Its not nothing to worry about – Nigel Thornton

In May Donald Trump promised to cancel US funding to UN programmes that fight climate change. He also said he wanted the US to opt out of the Paris Agreement. The President Elect reportedly tweeted in November 2012 “the concept of global warming was created by and for the Chinese in order to make U.S. manufacturing non-competitive”.

There is now reporting that The Donald is likely to appoint a prominent climate change skeptic to lead the Environmental Protection Agency, Myron Ebell. In 2007 Ebell said “There has been a little bit of warming … but it’s been very modest and well within the range for natural variability, and whether it’s caused by human beings or not, it’s nothing to worry about.”

In new Washington worldview, harmful climate change isn’t really happening.

Thankfully the UK fully recognises that Climate Change is something to worry about. The 2015 UK Aid Strategy characterises Climate Change as a ‘great global challenge’ that will affect the UK’s national interest. Whitehall sees that Climate Change is a ‘risk multiplier’ and a root cause of instability and insecurity.
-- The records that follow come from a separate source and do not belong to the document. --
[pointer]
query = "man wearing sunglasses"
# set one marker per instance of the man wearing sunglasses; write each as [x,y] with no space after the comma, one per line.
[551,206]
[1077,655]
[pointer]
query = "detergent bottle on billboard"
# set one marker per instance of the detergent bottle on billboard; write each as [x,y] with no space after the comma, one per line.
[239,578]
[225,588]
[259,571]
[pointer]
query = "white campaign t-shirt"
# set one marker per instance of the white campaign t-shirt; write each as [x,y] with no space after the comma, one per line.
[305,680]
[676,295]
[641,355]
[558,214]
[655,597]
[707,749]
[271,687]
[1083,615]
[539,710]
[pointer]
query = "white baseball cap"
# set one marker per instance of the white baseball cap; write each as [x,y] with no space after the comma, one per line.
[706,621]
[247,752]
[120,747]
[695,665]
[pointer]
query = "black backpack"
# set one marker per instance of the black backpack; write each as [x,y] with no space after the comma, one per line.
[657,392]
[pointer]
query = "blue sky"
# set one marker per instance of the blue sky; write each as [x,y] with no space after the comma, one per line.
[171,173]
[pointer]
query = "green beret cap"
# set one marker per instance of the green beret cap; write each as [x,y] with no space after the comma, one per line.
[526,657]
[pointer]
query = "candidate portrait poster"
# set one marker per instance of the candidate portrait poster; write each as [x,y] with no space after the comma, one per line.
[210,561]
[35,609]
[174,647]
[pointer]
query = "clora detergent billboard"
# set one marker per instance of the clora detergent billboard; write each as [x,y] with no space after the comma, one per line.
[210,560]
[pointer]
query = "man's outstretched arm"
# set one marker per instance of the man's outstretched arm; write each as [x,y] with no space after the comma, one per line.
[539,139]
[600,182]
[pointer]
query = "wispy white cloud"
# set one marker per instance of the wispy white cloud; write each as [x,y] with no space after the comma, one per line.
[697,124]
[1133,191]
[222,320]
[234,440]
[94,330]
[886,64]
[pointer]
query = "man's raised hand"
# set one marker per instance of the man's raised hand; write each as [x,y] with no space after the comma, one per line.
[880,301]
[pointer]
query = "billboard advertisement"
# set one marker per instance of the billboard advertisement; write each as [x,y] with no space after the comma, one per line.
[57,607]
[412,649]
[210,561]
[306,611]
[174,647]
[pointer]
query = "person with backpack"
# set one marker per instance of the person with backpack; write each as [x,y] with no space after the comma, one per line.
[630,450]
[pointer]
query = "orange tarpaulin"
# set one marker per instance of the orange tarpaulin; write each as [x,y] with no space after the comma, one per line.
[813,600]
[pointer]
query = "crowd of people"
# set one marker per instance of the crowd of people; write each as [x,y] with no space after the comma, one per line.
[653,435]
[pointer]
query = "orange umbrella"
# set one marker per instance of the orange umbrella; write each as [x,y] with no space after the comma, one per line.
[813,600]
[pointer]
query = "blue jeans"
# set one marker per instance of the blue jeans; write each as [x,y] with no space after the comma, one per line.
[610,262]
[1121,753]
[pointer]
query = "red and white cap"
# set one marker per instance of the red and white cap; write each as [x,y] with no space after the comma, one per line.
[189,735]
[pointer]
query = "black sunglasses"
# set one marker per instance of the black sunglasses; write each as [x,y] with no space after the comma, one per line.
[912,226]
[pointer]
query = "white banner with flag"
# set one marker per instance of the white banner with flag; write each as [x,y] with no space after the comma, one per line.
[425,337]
And if there’s one country that knows about climate risks, its Bangladesh. I lived in Dhaka for 3 years and in 1998 experienced first hand the increasing severity of climate shocks.

Yesterday the Guardian ran a report that the Bangladesh Government was returning £13m of UK aid for Climate Change support. Given the UK’s commitment and Bangladesh’s needs, this might appear a little odd.  In fact, the return of the cash was entirely predictable.

On behalf of the Independent Commission on Aid Impact, in 2011 I led a team considering the UK’s climate change funding in Bangladesh. This included the subject of the Guardian report, The Bangladesh Climate Change Resilience Fund (BCCRF).

The 2011 ICAI report identified that the BCCRF suffered problems from the start. At issue was what were Bangladesh’s priorities.

Concerns focused on whether the World Bank, rather than the Government of Bangladesh, would be deciding what activities would be funded. DFID’s documentation indicates that this was never the plan, with the role of the World Bank always being that of administrative agent. Evidence from meetings and documents indicates that not everyone within the World Bank originally shared this vision.”

Critical to the weakness of the programme was that key decisions were being made by Bank staff at headquarters, not on the ground in Bangladesh.

Decision makers in Washington, we heard, didn’t really have enough knowledge.